Part 1 – Facts which are important to consider

Last week before the end of year is always a bit lighter but what really surprised me this time 5 different  guys who want to take the plunge full time into public equities spoke/met me in just one week alone. Some are working in startups, others have been doing part time passive investing with a job, some have been investment bankers. All without exception told me that their reason to want to take plunge was their love for equities. But I think this is very importantly due to the fact that small & mid-cap stocks – the kind most of the retail and small guys seem to always bet heavily on – have been on a tear since 2013. If you have not noticed BSE Small cap Index have moved up by almost 6.33x since its lows of 2013 (I think from 3000 levels to current 19000 levels). So while NIFTY and other metrics may look like they have not even doubled – the place most of valuepickr members, budding investors, first time investors and many others have played has itself given a stellar set of numbers. And I am still not aware of many guys who have multiplied their wealth by 6.33x in the same time.

Owing to my experience in the buy side, I can very well assure you that stock picking (basically analysis to come to a conclusion if a particular stock is good first time buy) is just one part of creation of long term wealth success in investing. One often overlooked part is luck. If we draw a contiuum from end to end – with luck being on one side and skill being on the other side – investing will probably fall in the middle or 50th percentile while something like piano playing will be on 100th percentile towards skill and a game of rolling dice on the 0th percentile towards luck – this is important to understand – you can achieve good returns in investing even if you are not good in investing – if helped by dollops of luck.And with BSE Small cap Index movement by 6.33x up – what can be a bigger lucky moment. The problem is that bull market returns make us believe that we are more skilled than we are actually. Infact numerous psychology experiments have proved that in most experiments, as high as 80% think that they are special and are above average. So people who are planning to start afresh should do a double careful evaluation of their skills vs luck contribution especially as indexes like BSE500 breach 35 times P/E – a level previously unheard of.

Coming back to the point being stock picking is just one part of creation of wealth. Once we keep out the luck’s contribution, sustainable long term return creation depends heavily on position sizing, timing, size of entry and exits, subsequent buys and sells, reactions when things go right and most importantly reactions when things go wrong. And post that comes the art of retaining wealth once one is wealthy enough – and believe me that’s hard enough – having seen it first hand in many wealthy families.I see many of the new ones trying to be a full time investor relying on just their stock picking skills. I feel that going to be full time in investing game with just stock picking skills is like going to a ass kicking competition with just one leg. So one more point of caution is that one has to be very sure of one’s risk management, portfolio management and psychology as well as investing rules before you take the plunge. After all when one takes a plunge – you are taking a huge bet on not just yourself but also on your family’s future and well-being – the element of timing as well as sustainability has to be that of a high degree.

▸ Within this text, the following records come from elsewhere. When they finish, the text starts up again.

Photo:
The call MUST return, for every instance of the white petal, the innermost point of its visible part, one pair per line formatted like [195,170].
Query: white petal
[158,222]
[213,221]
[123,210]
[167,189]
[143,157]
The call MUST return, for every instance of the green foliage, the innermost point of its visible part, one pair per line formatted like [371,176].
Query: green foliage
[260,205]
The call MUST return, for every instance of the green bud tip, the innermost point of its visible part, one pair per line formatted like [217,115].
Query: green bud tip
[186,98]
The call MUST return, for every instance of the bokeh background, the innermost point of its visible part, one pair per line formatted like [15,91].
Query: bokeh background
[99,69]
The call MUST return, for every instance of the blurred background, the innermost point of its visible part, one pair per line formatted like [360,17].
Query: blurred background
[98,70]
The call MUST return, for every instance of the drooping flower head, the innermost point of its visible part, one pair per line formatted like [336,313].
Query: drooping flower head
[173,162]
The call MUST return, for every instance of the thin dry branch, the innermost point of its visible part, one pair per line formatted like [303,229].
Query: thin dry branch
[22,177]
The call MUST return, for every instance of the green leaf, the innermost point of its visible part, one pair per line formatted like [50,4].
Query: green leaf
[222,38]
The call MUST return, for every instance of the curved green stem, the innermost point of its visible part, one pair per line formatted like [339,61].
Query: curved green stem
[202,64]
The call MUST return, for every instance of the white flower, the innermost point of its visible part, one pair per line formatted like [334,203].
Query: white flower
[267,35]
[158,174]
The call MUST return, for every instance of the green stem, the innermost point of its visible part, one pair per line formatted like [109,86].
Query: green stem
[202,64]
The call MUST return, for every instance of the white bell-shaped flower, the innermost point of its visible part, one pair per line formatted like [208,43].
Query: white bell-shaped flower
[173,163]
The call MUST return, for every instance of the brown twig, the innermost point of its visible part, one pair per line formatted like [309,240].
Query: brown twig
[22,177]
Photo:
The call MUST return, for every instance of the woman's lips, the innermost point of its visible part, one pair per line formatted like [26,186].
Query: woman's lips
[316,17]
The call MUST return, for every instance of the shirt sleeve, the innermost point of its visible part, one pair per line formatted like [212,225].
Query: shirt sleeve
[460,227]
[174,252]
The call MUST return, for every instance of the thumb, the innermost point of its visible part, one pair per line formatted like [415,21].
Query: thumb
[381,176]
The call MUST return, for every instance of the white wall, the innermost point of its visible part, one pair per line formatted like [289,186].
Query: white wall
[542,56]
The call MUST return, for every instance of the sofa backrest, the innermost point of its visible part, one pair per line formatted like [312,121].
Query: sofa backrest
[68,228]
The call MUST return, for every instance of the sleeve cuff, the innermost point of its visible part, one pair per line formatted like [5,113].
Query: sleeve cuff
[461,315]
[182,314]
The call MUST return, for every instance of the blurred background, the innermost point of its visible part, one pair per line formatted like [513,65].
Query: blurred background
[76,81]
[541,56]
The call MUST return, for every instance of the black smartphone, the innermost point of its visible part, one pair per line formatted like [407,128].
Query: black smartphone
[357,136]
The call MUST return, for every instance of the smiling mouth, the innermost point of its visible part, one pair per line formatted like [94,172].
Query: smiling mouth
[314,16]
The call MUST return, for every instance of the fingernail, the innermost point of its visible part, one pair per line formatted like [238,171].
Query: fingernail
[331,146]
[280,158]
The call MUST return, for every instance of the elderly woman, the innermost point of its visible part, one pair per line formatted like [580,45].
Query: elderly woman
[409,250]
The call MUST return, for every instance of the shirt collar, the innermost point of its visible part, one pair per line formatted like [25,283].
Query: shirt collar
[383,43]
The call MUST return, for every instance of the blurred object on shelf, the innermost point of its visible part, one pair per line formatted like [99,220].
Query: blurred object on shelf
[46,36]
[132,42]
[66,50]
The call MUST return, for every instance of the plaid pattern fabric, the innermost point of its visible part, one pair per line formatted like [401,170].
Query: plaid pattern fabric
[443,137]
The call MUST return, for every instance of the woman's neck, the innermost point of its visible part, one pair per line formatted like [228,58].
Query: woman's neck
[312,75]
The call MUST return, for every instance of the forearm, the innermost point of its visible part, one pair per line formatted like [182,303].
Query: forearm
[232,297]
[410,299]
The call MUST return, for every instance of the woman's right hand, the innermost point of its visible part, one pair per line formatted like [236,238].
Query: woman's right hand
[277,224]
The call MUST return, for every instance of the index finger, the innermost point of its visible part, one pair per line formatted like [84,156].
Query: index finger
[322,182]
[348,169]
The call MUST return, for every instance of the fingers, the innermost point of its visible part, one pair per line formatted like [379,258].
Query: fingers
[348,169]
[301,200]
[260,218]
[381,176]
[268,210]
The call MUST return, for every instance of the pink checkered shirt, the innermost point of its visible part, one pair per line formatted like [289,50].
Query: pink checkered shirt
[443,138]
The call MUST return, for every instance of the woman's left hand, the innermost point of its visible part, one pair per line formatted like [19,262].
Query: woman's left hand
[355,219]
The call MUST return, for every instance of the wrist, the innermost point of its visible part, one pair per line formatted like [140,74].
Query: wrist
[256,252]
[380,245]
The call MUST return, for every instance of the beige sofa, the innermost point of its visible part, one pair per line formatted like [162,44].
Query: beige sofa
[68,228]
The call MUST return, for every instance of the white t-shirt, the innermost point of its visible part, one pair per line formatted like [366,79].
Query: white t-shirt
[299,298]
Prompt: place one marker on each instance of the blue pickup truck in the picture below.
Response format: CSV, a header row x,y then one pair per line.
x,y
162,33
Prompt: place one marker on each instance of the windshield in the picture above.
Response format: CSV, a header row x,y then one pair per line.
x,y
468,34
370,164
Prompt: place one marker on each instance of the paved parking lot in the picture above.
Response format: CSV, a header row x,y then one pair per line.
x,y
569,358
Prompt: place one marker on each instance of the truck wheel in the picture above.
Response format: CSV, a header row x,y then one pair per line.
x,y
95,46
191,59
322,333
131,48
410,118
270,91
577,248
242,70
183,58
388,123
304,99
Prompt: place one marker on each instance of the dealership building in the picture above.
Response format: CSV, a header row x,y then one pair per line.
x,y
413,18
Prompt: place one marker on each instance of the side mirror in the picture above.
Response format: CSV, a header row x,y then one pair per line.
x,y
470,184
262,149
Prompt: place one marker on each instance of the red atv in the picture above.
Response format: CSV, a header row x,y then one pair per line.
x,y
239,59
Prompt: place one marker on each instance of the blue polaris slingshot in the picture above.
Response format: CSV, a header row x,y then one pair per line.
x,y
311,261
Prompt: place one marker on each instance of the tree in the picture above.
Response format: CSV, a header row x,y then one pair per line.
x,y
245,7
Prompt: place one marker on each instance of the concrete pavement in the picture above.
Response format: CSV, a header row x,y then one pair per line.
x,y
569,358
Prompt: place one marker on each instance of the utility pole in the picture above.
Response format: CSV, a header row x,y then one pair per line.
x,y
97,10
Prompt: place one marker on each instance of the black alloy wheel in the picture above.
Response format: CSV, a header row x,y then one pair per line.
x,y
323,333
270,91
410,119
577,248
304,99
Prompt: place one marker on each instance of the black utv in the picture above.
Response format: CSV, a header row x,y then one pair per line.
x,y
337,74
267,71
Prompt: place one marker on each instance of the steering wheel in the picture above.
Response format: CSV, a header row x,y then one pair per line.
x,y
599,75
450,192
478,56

Everyone loves to see their portfolio go up by a healthy number every day but believe me seeing your portfolio go down days after day in a bear market is probably one of the most gut-wrenching experience. Only if such a situation stays intact your love for equity investing – then only think about full-time equity investing. However most people like or dislike something based on the success they get on the chosen field – so know if your love will stay intact when the period of loss comes in.Overall tread very cautiously (especially because valuations are at 2017 levels and not 2013 levels) – as Buffett says too many people gamble with what they have and what they need in trying to get things which they actually dont need or really want so much (just as we succumb to greediness when we should be fearful). And that is just anti-rational.

Part 2 – Personal Financial position related view

If you are in the market full time, then a) either you are already rich enough to not bother at all of your monthly expenses or b) you are doing a business of money management where you are earning money from managing other people’s money.apart from creating returns from your money. Warren Buffett would fall in the later category (as he did in his initial years) and most other full time investors I know fall in the former category.

In my opinion if you dont belong to either of these two categories then you are making a mistake to try to be a full time investor in the first place. Even if you think you are a great investor and hence it makes sense for you to be full time, you would have already shown traits of being a good investor, wherein you already have a sizable portfolio and you dont have to bother much about income generation.

Market is not an ATM where you can come anytime and withdraw money for meeting your expenses at your convenience – its an highly opportunistic game where only the fittest and the best make bucket loads of money while most others struggle to even come close to general market returns. In fact most full time investors tend to trade a lot and generate far worse returns than they would have, had they been doing something else. Cause if you are a full time investor sitting a home and desparate for an income, you would do nothing but buy and sell excessively and over time hurt your prospects of even getting a decent return. And if you are not comfortably rich while running full time, you will panic and sell in down markets while also not having any additional money to take advantage of lows.

The problem is the present bull market run has made a lot of people suddenly realize that they are heroes. As Buffett says it is only when the tide will go away will we come to know who was swimming naked. I bet even an uninformed Chimpanzee putting money in mid and small cap Indian stocks would have made 30%+ returns in the past 3-4 years. So I think one needs to take a step back and think of the situation holistically.